I’ve optimized test execution reporting for several large-scale ALM deployments, and your timeout issue requires a multi-layered solution addressing all the key performance factors.
Report Timeout Configuration: First, adjust the timeout settings appropriately. In Site Administration > Server Configuration, increase report.execution.timeout=300 (5 minutes) and enable report.query.optimization=true. However, timeout adjustment is just a temporary measure - the real fix requires addressing the underlying query performance.
Database Indexing: Create a composite index that matches your query pattern exactly:
CREATE INDEX idx_test_run_progress
ON TEST_RUN_HISTORY(release_id, test_id, execution_status)
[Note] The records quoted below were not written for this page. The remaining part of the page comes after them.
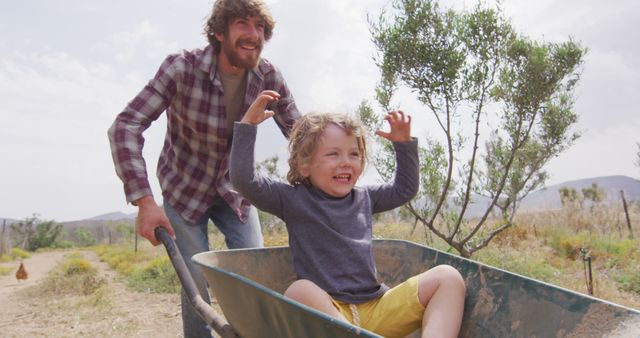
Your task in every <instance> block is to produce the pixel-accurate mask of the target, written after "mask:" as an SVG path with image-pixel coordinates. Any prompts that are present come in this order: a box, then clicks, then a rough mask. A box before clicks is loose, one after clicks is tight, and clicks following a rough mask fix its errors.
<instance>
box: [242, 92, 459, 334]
mask: <svg viewBox="0 0 640 338" xmlns="http://www.w3.org/2000/svg"><path fill="white" fill-rule="evenodd" d="M278 99H279V94H278V93H277V92H274V91H264V92H262V93H261V95H259V96H258V98H257V99H256V101H254V103H253V104H252V105H251V107H250V108H249V110H248V111H247V113H246V114H245V116H244V117H243V118H242V120H241V121H240V123H236V124H235V129H234V135H235V137H234V140H233V145H232V149H231V164H230V175H231V182H232V184H233V185H234V187H235V188H236V189H238V191H239V192H240V193H242V194H243V195H244V196H245V197H246V198H248V199H249V200H250V201H251V202H252V203H254V204H255V205H256V207H258V208H260V209H262V210H265V211H267V212H270V213H272V214H274V215H276V216H278V217H279V218H281V219H282V220H283V221H284V222H285V223H286V226H287V231H288V232H289V244H290V247H291V252H292V254H293V261H294V267H295V271H296V274H297V275H298V280H297V281H295V282H294V283H293V284H292V285H291V286H290V287H289V288H288V289H287V290H286V292H285V296H287V297H289V298H292V299H294V300H296V301H298V302H301V303H303V304H305V305H308V306H310V307H313V308H315V309H317V310H319V311H322V312H325V313H327V314H329V315H331V316H333V317H336V318H339V319H342V320H346V321H349V322H351V323H353V324H355V325H359V326H361V327H363V328H365V329H367V330H370V331H373V332H375V333H377V334H380V335H383V336H385V337H404V336H406V335H408V334H410V333H411V332H413V331H414V330H416V329H417V328H420V327H422V335H423V337H456V336H457V335H458V331H459V329H460V323H461V320H462V313H463V309H464V295H465V287H464V281H463V279H462V277H461V276H460V274H459V273H458V271H457V270H455V269H454V268H452V267H450V266H447V265H440V266H437V267H434V268H432V269H430V270H429V271H426V272H424V273H422V274H420V275H417V276H414V277H412V278H410V279H408V280H407V281H405V282H404V283H402V284H400V285H398V286H396V287H395V288H393V289H390V290H389V288H388V287H387V286H386V285H384V284H382V283H380V282H379V281H378V280H377V276H376V269H375V262H374V259H373V255H372V241H371V231H372V228H371V224H372V222H371V216H372V214H373V213H375V212H382V211H386V210H391V209H393V208H396V207H398V206H401V205H402V204H404V203H406V202H408V201H409V200H410V199H411V198H412V197H413V196H415V194H416V193H417V191H418V176H419V173H418V152H417V140H416V139H415V138H412V137H411V135H410V134H411V118H410V117H406V116H405V115H404V113H403V112H401V111H397V112H390V113H389V114H388V115H387V116H386V117H385V120H387V122H388V123H389V125H390V131H389V132H383V131H378V132H377V133H376V134H377V135H379V136H381V137H384V138H386V139H387V140H389V141H391V142H393V144H394V147H395V149H396V153H397V155H396V157H397V162H398V165H397V172H396V177H395V180H394V181H393V182H391V183H388V184H383V185H376V186H368V187H356V186H355V184H356V182H357V180H358V178H359V177H360V174H361V173H362V169H363V166H364V164H365V154H366V140H365V132H364V129H363V127H362V126H361V124H360V123H359V122H358V121H357V120H355V119H353V118H351V117H349V116H347V115H343V114H318V113H312V114H307V115H304V116H303V117H301V118H300V120H298V121H297V122H296V124H295V125H294V127H293V129H292V132H291V136H290V146H289V150H290V152H291V156H290V159H289V166H290V170H289V173H288V175H287V180H288V181H289V184H286V183H283V182H275V181H272V180H270V179H268V178H264V177H261V176H258V175H257V174H256V173H255V171H254V163H253V159H254V154H253V151H254V143H255V135H256V131H257V125H258V124H259V123H261V122H262V121H264V120H265V119H267V118H269V117H271V116H273V114H274V113H273V112H272V111H269V110H265V107H266V106H267V104H269V103H271V102H274V101H277V100H278ZM246 159H249V160H246Z"/></svg>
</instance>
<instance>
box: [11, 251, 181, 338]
mask: <svg viewBox="0 0 640 338" xmlns="http://www.w3.org/2000/svg"><path fill="white" fill-rule="evenodd" d="M68 253H69V251H66V252H64V251H54V252H46V253H36V254H33V255H32V257H31V258H28V259H25V260H24V264H25V267H26V269H27V272H28V273H29V278H28V279H27V280H26V281H21V282H18V281H17V280H16V278H15V270H14V271H13V272H12V273H11V274H10V275H9V276H2V277H0V332H1V333H0V336H2V337H20V338H24V337H88V336H90V337H182V320H181V318H180V297H179V295H175V294H168V295H167V294H164V295H158V294H146V293H138V292H131V291H129V290H128V289H127V288H126V287H125V285H123V284H122V283H121V282H119V281H118V279H117V275H116V273H115V272H114V271H113V270H111V269H110V268H109V267H108V266H107V264H106V263H103V262H100V260H99V258H98V257H97V255H96V254H95V253H94V252H90V251H84V252H82V254H83V255H84V257H85V258H86V259H88V260H89V261H90V262H91V264H92V266H94V267H96V268H97V269H98V273H99V276H101V277H103V278H104V279H105V280H106V281H107V287H106V288H104V291H103V292H100V293H97V294H94V295H91V296H64V297H57V296H42V297H39V296H38V294H37V288H38V283H39V282H40V281H42V279H43V278H44V277H45V276H46V275H47V273H48V272H49V271H50V270H51V269H52V268H53V267H55V266H56V264H57V263H58V262H59V261H61V260H62V259H63V258H64V256H65V254H68ZM2 265H5V266H7V265H8V266H11V265H15V267H16V268H17V266H18V265H19V263H16V262H12V263H3V264H2Z"/></svg>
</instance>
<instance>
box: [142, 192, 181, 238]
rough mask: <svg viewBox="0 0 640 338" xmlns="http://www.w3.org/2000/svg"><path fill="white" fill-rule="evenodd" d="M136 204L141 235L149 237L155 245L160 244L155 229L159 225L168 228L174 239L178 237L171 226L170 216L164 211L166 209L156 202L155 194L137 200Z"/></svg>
mask: <svg viewBox="0 0 640 338" xmlns="http://www.w3.org/2000/svg"><path fill="white" fill-rule="evenodd" d="M136 204H137V205H138V217H137V218H136V226H137V228H138V233H139V234H140V236H142V237H144V238H146V239H148V240H149V242H151V244H153V245H154V246H155V245H158V244H160V241H159V240H158V239H157V238H156V234H155V232H154V230H155V229H156V228H157V227H163V228H165V229H167V232H169V235H170V236H171V238H173V239H174V240H175V239H176V235H175V232H174V231H173V228H172V227H171V223H170V222H169V218H168V217H167V215H166V214H165V213H164V210H163V209H162V208H160V207H159V206H158V205H157V204H156V201H155V200H154V199H153V196H145V197H143V198H141V199H139V200H137V201H136Z"/></svg>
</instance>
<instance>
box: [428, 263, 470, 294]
mask: <svg viewBox="0 0 640 338" xmlns="http://www.w3.org/2000/svg"><path fill="white" fill-rule="evenodd" d="M430 271H431V272H433V274H432V276H435V278H436V279H437V281H438V282H439V284H440V285H446V286H449V287H456V288H459V289H462V290H466V286H465V283H464V278H462V275H461V274H460V272H459V271H458V270H457V269H456V268H454V267H452V266H451V265H446V264H442V265H438V266H436V267H434V268H432V269H430Z"/></svg>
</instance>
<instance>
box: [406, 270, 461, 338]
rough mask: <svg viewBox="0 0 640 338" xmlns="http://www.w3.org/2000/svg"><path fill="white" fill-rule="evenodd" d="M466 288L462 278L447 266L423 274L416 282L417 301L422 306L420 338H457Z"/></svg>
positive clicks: (421, 275) (458, 272)
mask: <svg viewBox="0 0 640 338" xmlns="http://www.w3.org/2000/svg"><path fill="white" fill-rule="evenodd" d="M465 292H466V288H465V285H464V280H463V279H462V276H461V275H460V273H459V272H458V270H456V269H455V268H453V267H451V266H449V265H438V266H436V267H434V268H432V269H429V270H428V271H426V272H424V273H422V275H420V278H419V280H418V298H419V299H420V303H422V305H423V306H425V311H424V315H423V317H422V337H423V338H424V337H429V338H434V337H443V338H444V337H451V338H455V337H457V336H458V332H459V331H460V324H461V323H462V314H463V312H464V297H465Z"/></svg>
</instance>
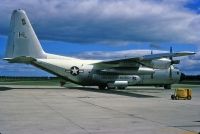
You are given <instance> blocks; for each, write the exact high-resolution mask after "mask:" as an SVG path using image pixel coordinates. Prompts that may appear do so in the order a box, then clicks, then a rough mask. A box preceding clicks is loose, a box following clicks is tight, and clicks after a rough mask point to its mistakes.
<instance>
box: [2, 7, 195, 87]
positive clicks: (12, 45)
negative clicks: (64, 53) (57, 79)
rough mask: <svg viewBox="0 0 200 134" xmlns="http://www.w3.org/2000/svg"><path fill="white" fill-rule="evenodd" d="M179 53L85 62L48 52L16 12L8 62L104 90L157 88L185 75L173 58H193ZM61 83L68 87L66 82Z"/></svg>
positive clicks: (33, 32)
mask: <svg viewBox="0 0 200 134" xmlns="http://www.w3.org/2000/svg"><path fill="white" fill-rule="evenodd" d="M193 54H195V53H194V52H176V53H173V52H172V49H170V53H160V54H151V55H144V56H141V57H129V58H122V59H115V60H105V61H103V60H83V59H77V58H72V57H65V56H59V55H54V54H49V53H46V52H44V50H43V49H42V47H41V44H40V42H39V40H38V38H37V36H36V34H35V32H34V30H33V28H32V26H31V23H30V21H29V19H28V17H27V15H26V13H25V11H24V10H21V9H17V10H14V11H13V13H12V16H11V22H10V33H9V36H8V41H7V49H6V54H5V58H4V60H7V61H8V62H9V63H25V64H31V65H33V66H35V67H38V68H40V69H42V70H45V71H47V72H49V73H52V74H54V75H56V76H59V77H61V78H62V79H63V80H65V81H71V82H73V83H77V84H79V85H83V86H98V87H99V88H100V89H105V88H108V89H111V88H116V87H117V88H126V87H127V86H134V85H154V86H164V88H167V89H168V88H171V84H173V83H178V82H179V80H180V79H181V76H182V73H181V72H180V70H179V69H177V68H175V67H174V66H173V64H179V60H173V57H179V56H187V55H193ZM61 84H64V83H63V82H62V83H61Z"/></svg>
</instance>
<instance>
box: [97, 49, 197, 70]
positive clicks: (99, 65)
mask: <svg viewBox="0 0 200 134" xmlns="http://www.w3.org/2000/svg"><path fill="white" fill-rule="evenodd" d="M193 54H195V53H194V52H177V53H161V54H151V55H144V56H141V57H129V58H122V59H115V60H108V61H101V62H98V63H94V64H93V65H96V66H106V67H139V66H140V65H144V66H145V63H147V62H151V61H152V60H156V59H160V58H169V57H180V56H189V55H193ZM148 67H150V66H149V65H148Z"/></svg>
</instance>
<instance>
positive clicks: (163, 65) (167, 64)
mask: <svg viewBox="0 0 200 134" xmlns="http://www.w3.org/2000/svg"><path fill="white" fill-rule="evenodd" d="M152 64H153V67H154V68H155V69H167V68H169V67H170V65H171V60H170V59H167V58H162V59H157V60H153V61H152Z"/></svg>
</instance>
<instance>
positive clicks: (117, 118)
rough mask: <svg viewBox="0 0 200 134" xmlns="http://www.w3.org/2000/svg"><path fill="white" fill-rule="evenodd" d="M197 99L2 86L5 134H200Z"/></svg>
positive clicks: (86, 91)
mask: <svg viewBox="0 0 200 134" xmlns="http://www.w3.org/2000/svg"><path fill="white" fill-rule="evenodd" d="M192 89H193V98H192V100H171V99H170V95H171V93H172V92H173V90H163V89H159V88H151V87H129V88H128V89H126V90H98V89H97V88H95V87H94V88H89V87H71V88H62V87H57V86H51V87H50V86H12V85H1V86H0V133H1V134H198V133H199V132H200V87H193V88H192Z"/></svg>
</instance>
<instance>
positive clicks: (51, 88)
mask: <svg viewBox="0 0 200 134" xmlns="http://www.w3.org/2000/svg"><path fill="white" fill-rule="evenodd" d="M13 89H27V90H28V89H34V90H35V89H50V90H54V89H55V90H57V89H65V88H55V87H52V88H51V87H20V88H18V87H17V88H13V87H3V86H0V91H7V90H13Z"/></svg>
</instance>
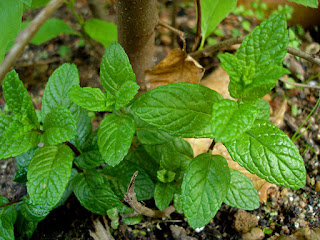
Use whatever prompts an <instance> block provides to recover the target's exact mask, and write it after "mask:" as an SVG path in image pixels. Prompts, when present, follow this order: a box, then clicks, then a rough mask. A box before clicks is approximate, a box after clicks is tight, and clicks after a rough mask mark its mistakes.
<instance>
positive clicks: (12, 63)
mask: <svg viewBox="0 0 320 240" xmlns="http://www.w3.org/2000/svg"><path fill="white" fill-rule="evenodd" d="M63 2H64V0H51V1H50V2H49V3H48V5H47V6H46V7H45V8H44V9H43V10H42V11H41V12H40V13H39V14H38V15H37V16H36V17H35V18H34V20H33V21H32V22H31V23H30V25H29V26H28V27H27V28H26V29H25V30H23V31H22V32H21V33H20V34H19V36H18V37H17V39H16V43H15V44H14V46H13V47H12V49H11V50H10V52H9V53H8V55H7V56H6V57H5V59H4V60H3V62H2V65H1V66H0V82H2V80H3V79H4V77H5V75H6V74H7V72H9V70H10V68H11V67H12V66H13V65H14V64H15V62H16V61H17V59H18V58H19V57H20V56H21V54H22V53H23V50H24V48H25V47H26V45H27V44H28V42H29V41H30V40H31V39H32V38H33V36H34V35H35V34H36V32H37V31H38V30H39V28H40V27H41V26H42V25H43V24H44V23H45V21H46V20H47V19H48V18H49V17H50V16H51V14H52V13H53V12H54V11H55V10H56V9H58V8H59V7H60V6H61V5H62V3H63Z"/></svg>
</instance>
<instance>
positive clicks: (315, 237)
mask: <svg viewBox="0 0 320 240" xmlns="http://www.w3.org/2000/svg"><path fill="white" fill-rule="evenodd" d="M303 239H305V240H319V239H320V229H315V228H301V229H299V230H298V231H296V232H295V233H294V234H292V235H289V236H286V235H282V236H280V237H278V238H277V240H303Z"/></svg>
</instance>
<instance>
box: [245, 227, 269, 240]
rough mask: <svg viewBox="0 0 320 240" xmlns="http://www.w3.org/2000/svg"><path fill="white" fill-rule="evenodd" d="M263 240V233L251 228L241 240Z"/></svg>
mask: <svg viewBox="0 0 320 240" xmlns="http://www.w3.org/2000/svg"><path fill="white" fill-rule="evenodd" d="M259 239H264V232H263V231H262V230H261V229H260V228H252V229H251V231H250V232H247V233H244V234H243V235H242V240H259Z"/></svg>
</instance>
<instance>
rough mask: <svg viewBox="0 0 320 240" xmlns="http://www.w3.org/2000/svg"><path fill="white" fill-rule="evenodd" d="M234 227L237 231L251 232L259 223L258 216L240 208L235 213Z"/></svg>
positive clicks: (238, 231)
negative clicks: (254, 214) (247, 211)
mask: <svg viewBox="0 0 320 240" xmlns="http://www.w3.org/2000/svg"><path fill="white" fill-rule="evenodd" d="M234 218H235V219H234V222H233V223H234V228H235V229H236V231H237V232H240V233H246V232H249V231H250V230H251V229H252V228H254V227H255V226H257V225H258V222H259V221H258V218H257V217H256V216H255V215H253V214H250V213H248V212H246V211H245V210H242V209H240V210H238V211H237V213H236V214H235V215H234Z"/></svg>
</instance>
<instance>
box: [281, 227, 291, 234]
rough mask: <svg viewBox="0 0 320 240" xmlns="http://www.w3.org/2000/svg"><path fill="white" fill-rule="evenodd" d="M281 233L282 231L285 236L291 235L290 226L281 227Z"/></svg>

This index can be created online in most databases without downtime. The composite index covers both your WHERE clause and GROUP BY columns, enabling index-only scans that avoid full table reads. This typically reduces query time from 120+ seconds to under 10 seconds.
Parameterized Queries: Ensure your Analysis View uses proper parameterization. Modify the query to use bind variables instead of literal values:
SELECT test_id, execution_status, COUNT(*)
FROM TEST_RUN_HISTORY
WHERE release_id = :release_param
GROUP BY test_id, execution_status
Parameterized queries enable execution plan caching, which dramatically improves performance for repeated report generation.
Test Run Archiving: Implement a data lifecycle policy for TEST_RUN_HISTORY. Archive test runs older than 90 days to a separate table:
-- Pseudocode - Key archiving steps:
1. Create TEST_RUN_ARCHIVE table with identical schema
2. Move records WHERE execution_date < CURRENT_DATE - 90
3. Create scheduled job to run archiving monthly
4. Update Analysis Views to query active table only
5. Create separate historical reports for archived data
Archiving keeps your active table size manageable, which is critical for sub-second query performance even with proper indexing.
After implementing these changes, test with your largest release dataset. The combination of proper indexing, parameterized queries, appropriate timeout configuration, and data archiving will eliminate the timeout issues and make your release readiness reports run in under 15 seconds consistently, even with 10,000+ test runs.